The next time you catch yourself spiraling your way into catastrophic thoughts, there are a few things you can do to snap out of it:
First, make yourself aware that you’re catastrophizing
Many of us can easily spot when we’re engaging in catastrophic thinking: the thoughts consume us, we think worst case scenario and we’re convinced – absolutely convinced – that this worst case scenario is going to happen. We begin to obsess and soon enough, our imaginary scenario has caused our lives to crumble right before our eyes. Recognize that this is happening and take a few (or several) breaths to calm down. Regain your composure and clear your head.

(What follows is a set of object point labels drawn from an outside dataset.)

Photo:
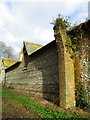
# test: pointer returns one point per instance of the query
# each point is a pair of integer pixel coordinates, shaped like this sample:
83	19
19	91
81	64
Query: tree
5	51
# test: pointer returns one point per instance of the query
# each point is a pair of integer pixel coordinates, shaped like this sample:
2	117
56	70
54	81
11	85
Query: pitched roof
31	47
7	62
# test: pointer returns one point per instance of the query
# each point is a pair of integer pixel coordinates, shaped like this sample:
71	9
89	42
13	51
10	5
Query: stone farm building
54	71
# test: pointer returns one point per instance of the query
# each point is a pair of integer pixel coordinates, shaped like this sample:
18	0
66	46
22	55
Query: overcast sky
24	20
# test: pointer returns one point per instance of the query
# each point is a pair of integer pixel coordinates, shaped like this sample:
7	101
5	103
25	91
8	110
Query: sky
29	20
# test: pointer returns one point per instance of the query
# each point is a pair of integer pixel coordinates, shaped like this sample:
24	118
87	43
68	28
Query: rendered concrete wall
39	76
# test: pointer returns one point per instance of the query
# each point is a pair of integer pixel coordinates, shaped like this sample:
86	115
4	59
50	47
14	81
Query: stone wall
39	76
82	61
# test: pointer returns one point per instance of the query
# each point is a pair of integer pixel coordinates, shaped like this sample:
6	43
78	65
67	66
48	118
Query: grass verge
30	104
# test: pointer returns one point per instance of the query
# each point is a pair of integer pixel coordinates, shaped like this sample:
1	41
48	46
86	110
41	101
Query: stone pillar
66	70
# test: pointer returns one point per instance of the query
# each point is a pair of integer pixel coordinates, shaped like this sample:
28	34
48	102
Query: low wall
40	76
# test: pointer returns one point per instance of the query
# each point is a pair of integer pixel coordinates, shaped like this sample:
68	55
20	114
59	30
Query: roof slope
7	62
31	47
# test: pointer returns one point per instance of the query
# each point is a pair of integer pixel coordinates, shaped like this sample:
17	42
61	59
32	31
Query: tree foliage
5	51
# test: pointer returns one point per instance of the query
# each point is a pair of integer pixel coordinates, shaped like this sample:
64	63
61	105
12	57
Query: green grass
30	104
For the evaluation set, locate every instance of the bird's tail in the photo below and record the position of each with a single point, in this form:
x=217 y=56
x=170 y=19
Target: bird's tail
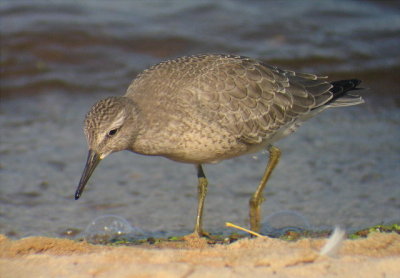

Second, ask yourself these two questions: What’s the worst that can happen? What does it matter and what can I do?
1. What’s the worst that can happen?
What triggered the catastrophic thought is typically a worry that the consequence of the situation, your action or whatever else happened is so dire that you can’t recover from it. The consequences of some situations are worse than of others. You made a mistake, but are you really going to lose your job? What’s the worst that can happen if you do? You stupidly repeated a rumour, but does that really mean everyone hates you? What’s the chance that anyone remembers or cares about it two weeks from now? If they do, what’s the worst that can happen? Really take stalk of what the worst thing that can happen is, and what the impact is.
2. What does it matter/what can I do?
Outside of critical illness or death, any other situation can be overcome – no matter how unpleasant, embarrassing, heartbreaking, devastating, or reputation ruining. If your nightmare, catastrophic, worst case scenario does happen, what does it really matter? If it truly does matter, then make a plan to how you’ll deal with it – one of the benefits (if you can call it that!) of catastrophic thinking , is that you’ll be prepared for any and all scenarios – good or bad.
Third, think about a better outcome
Although catastrophic thinking can lead you to think the worst can happen, there are definitely other possible outcomes, including best case scenario. Think about best case scenario outcomes, and all of those in between. Write them down. Journal about them. Focus on them. Meditate on them. As much as you believe the worst-case can happen, the best-case (or many in between) can also happen.
Last, forget about it and move on to something that makes you happy
Ruminating in worst or best case scenario has no impact on what actually ends up happening, so at this point, let it go and move on to something else – chat with a friend (about something else), read a book, watch TV, go for a walk, research something you’ve been putting off – just move onto anything other than the catastrophic thoughts.
If you find yourself returning to worst-case scenario, pull out your list of best-case scenario and focus on those.